Doors open: 19:30
Edward Sharpe and the Magnetic Zeros are home at Paard van Troje
It has been almost four years ago when Edward Sharpe and the Magnectic Zeros released their biggest hit to date. Thanks to a major Swedish warehouse. Singer Alex Abert met Jade Castrinos in front of a downtown Los Angeles café. The duo grew into a collective of band members with their own individual speciality.
When Alex Ebert struggled drug addiction, he wrote about his alter-ego Edward Sharpe. Ebert says: “He was sent down to Earth to kinda heal and save mankind, but he kept getting distracted by girls and falling in love. I don't want to put too much weight on it, because in some ways it's just a name that I came up with. But I guess if I look deeper, I do feel like I had lost my identity in general. I really didn't know what was going on or who I was anymore. Adopting another name helped me open up an avenue to get back." A good principle for the band that draws from roots rock, folk, gospel and psychedelic music. It evokes the hippie movement from the ’60 and ‘70’s.
The ten-piece band added six extra musicians for the make of their new album ‘Edward Sharpe and the Magnectic Zeros’ that was released in July.

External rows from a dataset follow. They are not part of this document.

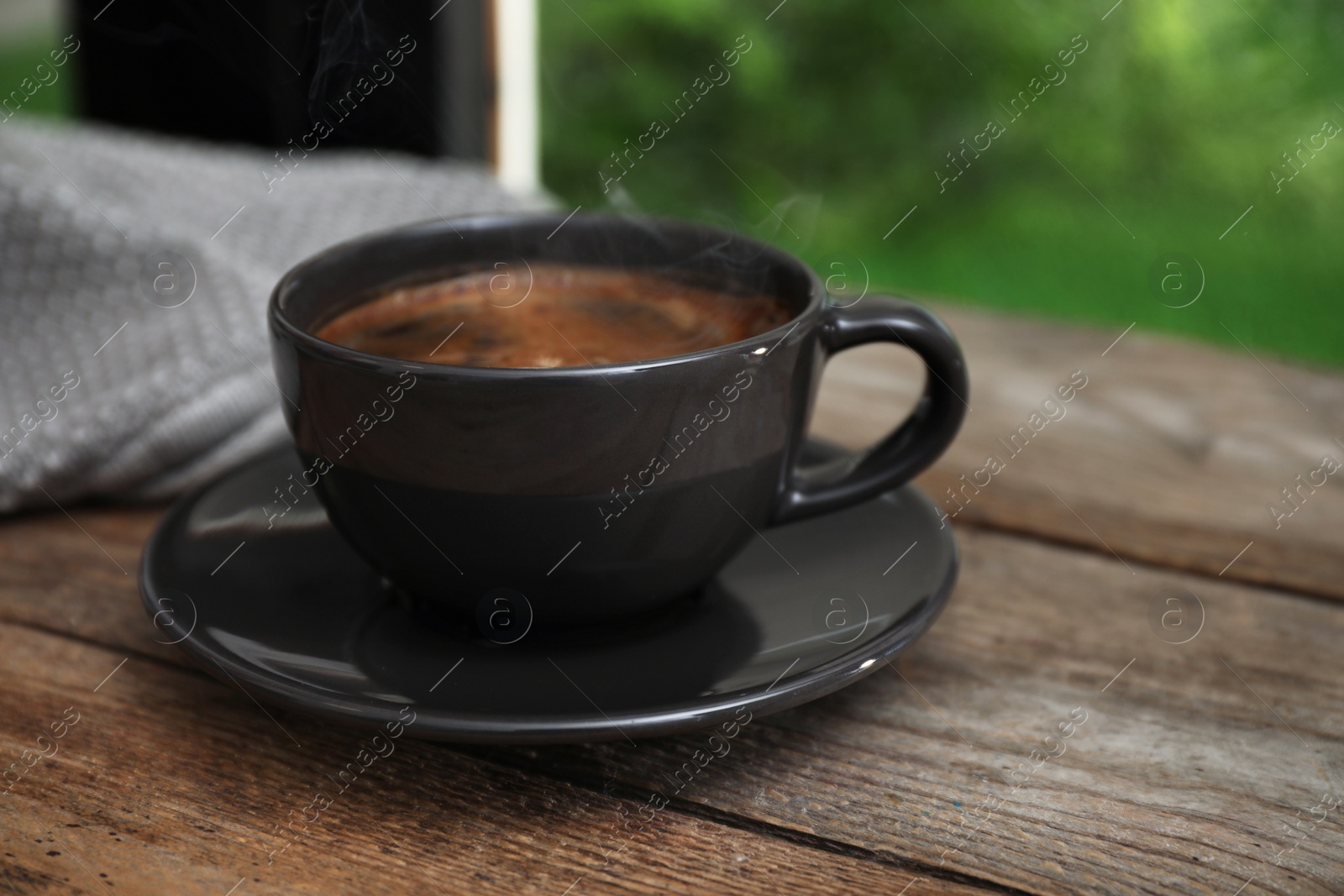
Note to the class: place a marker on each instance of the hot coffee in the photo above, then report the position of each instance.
(551, 316)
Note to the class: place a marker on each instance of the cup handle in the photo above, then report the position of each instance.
(917, 443)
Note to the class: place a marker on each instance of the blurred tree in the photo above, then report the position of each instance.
(842, 116)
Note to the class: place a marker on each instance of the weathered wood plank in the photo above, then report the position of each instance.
(1173, 453)
(165, 781)
(1178, 781)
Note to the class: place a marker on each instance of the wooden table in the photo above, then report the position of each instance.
(1211, 766)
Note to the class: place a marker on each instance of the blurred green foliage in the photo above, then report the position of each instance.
(839, 118)
(20, 54)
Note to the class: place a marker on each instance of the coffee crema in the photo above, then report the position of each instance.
(551, 316)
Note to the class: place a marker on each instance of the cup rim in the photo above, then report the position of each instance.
(282, 325)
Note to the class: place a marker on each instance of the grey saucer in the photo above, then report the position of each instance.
(293, 616)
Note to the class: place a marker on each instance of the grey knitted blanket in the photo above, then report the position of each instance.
(134, 280)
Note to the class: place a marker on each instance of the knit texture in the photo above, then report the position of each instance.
(111, 385)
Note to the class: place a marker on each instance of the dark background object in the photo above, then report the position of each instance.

Rolling Stone has said about the album: “Huge and more evocatively produced than previous efforts (see the Neil Diamond-meets-Otis Reding orchestral drama of "Life Is Hard"). The choral and brass arrangements are rich, the band's hands must be calloused from clapping, and the grooves lope and boogie hard. Ebert's alternately gravelly and whiny soul man exhortations goose things along, while singer Jade Castrinos again proves a crucial partner (see her stirring George Harrison-style spiritual "Remember to Remember"). At their best, they conjure a California-commune Arcade Fire.”